Theses and Dissertations

Advisor

Gurbuz, Ali C.

Committee Member

Ball, John

Committee Member

Tang, Bo

Date of Degree

5-13-2022

Document Type

Graduate Thesis - Open Access

Major

Electrical and Computer Engineering

Degree Name

Master of Science (M.S.)

College

James Worth Bagley College of Engineering

Department

Department of Electrical and Computer Engineering

Abstract

As technology advances with each new day, so do the applications and uses of the different modalities of technology, including transportation, particularly in ADAS vehicles. These systems allow the vehicle to avoid collisions, change lanes, adjust the vehicle’s speed, and more without the need of driver input. However, each sensor type has a weakness, and most advanced driver- assisted system (ADAS) vehicles rely heavily on sensors, such as RGB cameras, radars, and LiDAR sensors. These visual-based sensors may collect very noisy data in cloudy, raining, foggy, or other obscuring phenomena.
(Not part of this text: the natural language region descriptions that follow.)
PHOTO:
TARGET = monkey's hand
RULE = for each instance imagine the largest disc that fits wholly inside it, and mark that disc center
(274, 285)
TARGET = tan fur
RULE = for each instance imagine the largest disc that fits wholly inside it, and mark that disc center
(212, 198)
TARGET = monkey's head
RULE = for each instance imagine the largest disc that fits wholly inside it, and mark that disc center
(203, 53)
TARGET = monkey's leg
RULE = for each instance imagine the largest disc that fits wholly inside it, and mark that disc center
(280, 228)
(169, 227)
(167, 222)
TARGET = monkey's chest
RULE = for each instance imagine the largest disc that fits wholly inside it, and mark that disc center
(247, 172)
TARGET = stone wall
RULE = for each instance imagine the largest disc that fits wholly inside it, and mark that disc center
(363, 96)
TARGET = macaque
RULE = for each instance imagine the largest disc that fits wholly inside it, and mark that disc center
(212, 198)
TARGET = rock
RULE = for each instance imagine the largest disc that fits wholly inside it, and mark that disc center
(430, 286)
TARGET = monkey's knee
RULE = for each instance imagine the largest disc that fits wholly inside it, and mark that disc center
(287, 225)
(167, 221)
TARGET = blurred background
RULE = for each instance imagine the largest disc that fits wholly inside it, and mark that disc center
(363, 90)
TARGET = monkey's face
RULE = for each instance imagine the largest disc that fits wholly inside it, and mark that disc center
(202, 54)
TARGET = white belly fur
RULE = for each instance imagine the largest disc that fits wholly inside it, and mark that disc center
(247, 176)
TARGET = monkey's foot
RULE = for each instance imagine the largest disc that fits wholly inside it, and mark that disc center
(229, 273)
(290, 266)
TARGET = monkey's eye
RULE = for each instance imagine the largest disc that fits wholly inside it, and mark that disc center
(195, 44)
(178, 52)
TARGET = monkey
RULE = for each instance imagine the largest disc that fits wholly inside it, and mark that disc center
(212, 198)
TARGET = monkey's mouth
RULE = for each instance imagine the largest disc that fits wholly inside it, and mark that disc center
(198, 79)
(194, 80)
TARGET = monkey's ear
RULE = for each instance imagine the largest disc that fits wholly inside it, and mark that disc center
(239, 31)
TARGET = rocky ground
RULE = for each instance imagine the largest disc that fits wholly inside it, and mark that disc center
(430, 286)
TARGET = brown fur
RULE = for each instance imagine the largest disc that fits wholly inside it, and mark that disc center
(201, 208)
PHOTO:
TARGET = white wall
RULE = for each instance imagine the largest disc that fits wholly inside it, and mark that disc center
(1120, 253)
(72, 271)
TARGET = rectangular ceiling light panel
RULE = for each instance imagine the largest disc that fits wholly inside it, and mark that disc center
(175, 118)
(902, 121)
Radar, on the other hand, does not rely on visual information to produce meaningful output, and instead collects range and velocity information. This research aims to use radar technology for human motion classification using traffic signaling based on motions generally used in the American traffic system, while also fusing data from other visual sensors and validating results using neural networks.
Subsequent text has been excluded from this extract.